The sun, moon and Earth will line up in a rare celestial event Monday that, from coast to coast, will turn day to night. The total solar eclipse will be the first in the United States in nearly a century, and millions of Americans will be scrutinizing the event, recording it on social media and photographing it, making it perhaps the most watched eclipse in history.

"Going through life without ever experiencing totality is like going through life without ever falling in love," Rick Fienberg, spokesman for the American Astronomical Society, said of the event.

Eclipses occur when one heavenly body moves into the shadow of another heavenly body. Lunar eclipses happen when the Earth blocks the sun's light reflecting off the moon. A solar eclipse occurs when the moon moves between the Earth and the sun.

The diameter of the sun is 400 times that of the moon, but it lies 400 times further away, meaning that at certain points in its orbit people on Earth in exactly the right position will see the two exactly lined up.

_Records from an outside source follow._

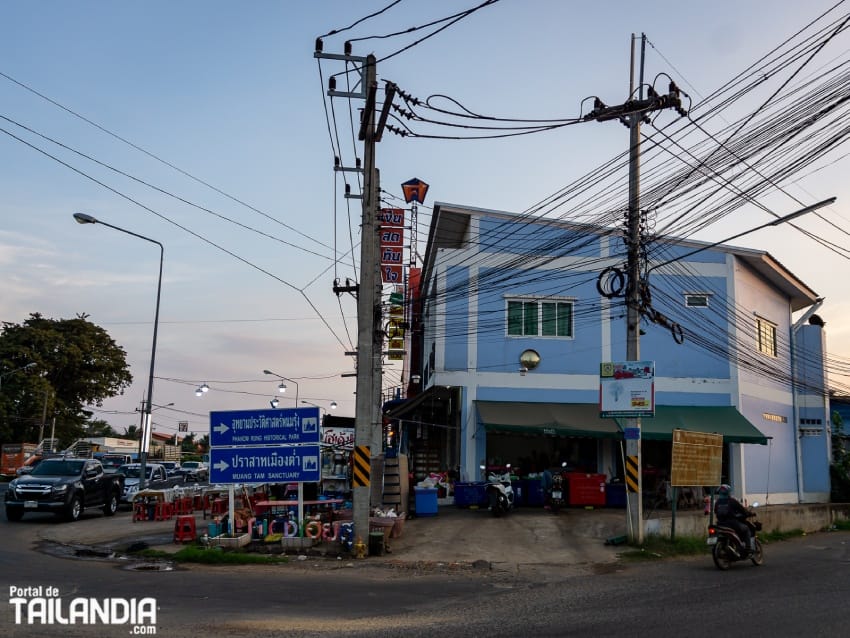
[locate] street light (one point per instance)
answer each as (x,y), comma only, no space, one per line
(315,405)
(6,374)
(82,218)
(282,387)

NASA puts it this way: "The moon orbits, or goes around, Earth. Earth orbits, or goes around, the sun.… Sometimes when the moon orbits Earth, it lines up directly between the sun and Earth. When this happens, the moon blocks the light of the sun. This causes an eclipse of the sun, or a solar eclipse. During a solar eclipse, the moon casts shadows onto Earth. A solar eclipse happens during the daytime. The daylight grows dim. Sometimes the moon blocks almost all of the sunlight. Then the daytime can look as dark as night during a solar eclipse! Solar eclipses happen once every 18 months. Solar eclipses only last for a few minutes."

That means that on Monday, from Salem, Oregon, to Charleston, South Carolina, Americans will only be able to see the corona or halo of the sun as it is obscured for up to two minutes. For the rest of the country, there will be a partial eclipse, with the moon party obscuring the sun's disc.

Scientists describe the event as awe inspiring. Bill Cooke, chief of NASA's Meteoroid Environment Office, says: "It is the most weird, creepy, awe-inspiring astronomical event you will experience."